Bioinformatics. 2002 Oct;18(10):1374-81. doi: 10.1093/bioinformatics/18.10.1374.
Gene activity is often affected by binding transcription factors to short fragments in DNA sequences called motifs. Identification of subtle regulatory motifs in a DNA sequence is a difficult pattern recognition problem.
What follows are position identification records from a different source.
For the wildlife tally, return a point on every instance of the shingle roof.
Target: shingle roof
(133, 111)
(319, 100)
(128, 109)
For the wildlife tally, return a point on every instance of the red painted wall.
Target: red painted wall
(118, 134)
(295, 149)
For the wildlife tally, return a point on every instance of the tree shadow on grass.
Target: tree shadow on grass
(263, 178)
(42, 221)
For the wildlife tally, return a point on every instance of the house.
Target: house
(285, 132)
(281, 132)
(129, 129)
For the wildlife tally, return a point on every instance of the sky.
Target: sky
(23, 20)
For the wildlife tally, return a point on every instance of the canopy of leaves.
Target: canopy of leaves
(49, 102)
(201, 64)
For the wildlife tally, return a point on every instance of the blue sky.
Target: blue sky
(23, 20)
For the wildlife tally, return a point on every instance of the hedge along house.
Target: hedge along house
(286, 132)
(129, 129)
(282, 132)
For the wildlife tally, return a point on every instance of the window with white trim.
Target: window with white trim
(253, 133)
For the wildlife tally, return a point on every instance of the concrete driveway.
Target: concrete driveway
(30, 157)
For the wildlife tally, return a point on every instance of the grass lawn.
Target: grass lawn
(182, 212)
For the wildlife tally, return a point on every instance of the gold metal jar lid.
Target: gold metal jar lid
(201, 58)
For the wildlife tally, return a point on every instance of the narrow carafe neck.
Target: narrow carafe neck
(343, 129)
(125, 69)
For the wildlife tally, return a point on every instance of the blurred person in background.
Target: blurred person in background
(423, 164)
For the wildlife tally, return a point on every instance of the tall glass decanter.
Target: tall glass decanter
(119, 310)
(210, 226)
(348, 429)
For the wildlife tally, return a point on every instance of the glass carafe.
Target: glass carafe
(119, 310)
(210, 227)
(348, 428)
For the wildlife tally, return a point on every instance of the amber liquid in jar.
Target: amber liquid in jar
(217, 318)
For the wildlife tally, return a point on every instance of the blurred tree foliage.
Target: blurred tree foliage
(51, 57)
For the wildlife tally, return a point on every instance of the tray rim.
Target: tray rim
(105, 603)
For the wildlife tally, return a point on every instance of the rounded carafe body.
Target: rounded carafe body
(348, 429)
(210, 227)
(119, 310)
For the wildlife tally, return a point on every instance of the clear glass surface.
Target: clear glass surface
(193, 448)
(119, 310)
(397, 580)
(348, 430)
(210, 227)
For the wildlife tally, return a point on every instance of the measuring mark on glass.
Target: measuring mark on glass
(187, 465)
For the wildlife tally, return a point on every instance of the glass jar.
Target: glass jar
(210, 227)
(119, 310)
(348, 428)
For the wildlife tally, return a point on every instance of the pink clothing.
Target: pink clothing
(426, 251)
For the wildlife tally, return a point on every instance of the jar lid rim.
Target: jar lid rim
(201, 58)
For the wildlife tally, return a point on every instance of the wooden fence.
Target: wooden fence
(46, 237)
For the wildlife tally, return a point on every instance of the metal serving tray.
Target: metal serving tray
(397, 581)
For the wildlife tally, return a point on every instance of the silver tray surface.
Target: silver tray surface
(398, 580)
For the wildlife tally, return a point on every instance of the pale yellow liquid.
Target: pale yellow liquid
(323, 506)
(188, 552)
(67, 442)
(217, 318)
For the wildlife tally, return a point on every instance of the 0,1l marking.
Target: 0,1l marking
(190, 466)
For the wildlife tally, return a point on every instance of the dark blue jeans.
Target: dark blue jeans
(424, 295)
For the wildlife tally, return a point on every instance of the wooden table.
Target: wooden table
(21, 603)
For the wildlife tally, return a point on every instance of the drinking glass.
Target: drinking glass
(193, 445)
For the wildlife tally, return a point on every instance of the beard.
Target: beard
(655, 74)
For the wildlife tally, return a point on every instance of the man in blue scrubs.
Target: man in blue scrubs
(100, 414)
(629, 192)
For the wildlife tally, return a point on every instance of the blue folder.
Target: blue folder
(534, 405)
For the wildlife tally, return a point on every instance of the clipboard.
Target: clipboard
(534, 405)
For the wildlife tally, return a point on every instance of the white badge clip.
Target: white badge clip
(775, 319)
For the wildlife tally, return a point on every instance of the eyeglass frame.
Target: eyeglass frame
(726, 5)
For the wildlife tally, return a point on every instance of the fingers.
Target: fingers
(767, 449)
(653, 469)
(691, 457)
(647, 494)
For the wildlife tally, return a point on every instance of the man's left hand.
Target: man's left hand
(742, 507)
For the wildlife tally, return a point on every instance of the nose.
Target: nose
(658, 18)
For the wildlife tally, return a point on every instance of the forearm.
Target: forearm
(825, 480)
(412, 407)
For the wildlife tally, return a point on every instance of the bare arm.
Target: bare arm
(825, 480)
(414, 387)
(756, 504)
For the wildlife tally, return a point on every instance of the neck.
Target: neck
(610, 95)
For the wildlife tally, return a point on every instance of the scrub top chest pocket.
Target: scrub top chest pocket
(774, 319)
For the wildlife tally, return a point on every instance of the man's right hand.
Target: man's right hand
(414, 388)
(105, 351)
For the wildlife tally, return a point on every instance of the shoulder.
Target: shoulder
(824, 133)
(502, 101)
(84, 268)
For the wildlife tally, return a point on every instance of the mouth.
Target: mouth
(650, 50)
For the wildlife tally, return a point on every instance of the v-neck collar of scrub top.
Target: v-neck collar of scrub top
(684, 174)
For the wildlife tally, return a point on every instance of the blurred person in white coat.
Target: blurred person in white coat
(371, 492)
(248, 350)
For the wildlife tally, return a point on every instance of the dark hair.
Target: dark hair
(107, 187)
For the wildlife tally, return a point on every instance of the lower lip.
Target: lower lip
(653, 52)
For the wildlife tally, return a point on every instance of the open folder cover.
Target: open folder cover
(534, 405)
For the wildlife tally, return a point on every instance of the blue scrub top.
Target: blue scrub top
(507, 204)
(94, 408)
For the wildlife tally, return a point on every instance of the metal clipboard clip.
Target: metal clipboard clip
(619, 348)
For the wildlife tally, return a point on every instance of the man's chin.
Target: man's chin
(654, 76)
In this paper we design a new motif finding algorithm that can detect very subtle motifs.
We introduce the notion of a multiprofile and use it for finding subtle motifs in DNA sequences. Multiprofiles generalize the notion of a profile and allow one to detect subtle patterns that escape detection by the standard profiles. Our MULTIPROFILER algorithm outperforms other leading motif finding algorithms in a number of synthetic models. Moreover, it can be shown that in some previously studied motif models, MULTIPROFILER is capable of pushing the performance envelope to its theoretical limits.
基因活性通常受到转录因子与DNA序列中称为模体的短片段结合的影响。识别DNA序列中的细微调控模体是一个困难的模式识别问题。在本文中,我们设计了一种新的模体发现算法,该算法能够检测到非常细微的模体。
我们引入了多轮廓的概念,并将其用于在DNA序列中寻找细微模体。多轮廓推广了轮廓的概念,并允许检测标准轮廓无法检测到的细微模式。我们的多轮廓算法(MULTIPROFILER)在许多合成模型中优于其他领先的模体发现算法。此外,可以证明,在一些先前研究的模体模型中,多轮廓算法能够将性能提升到理论极限。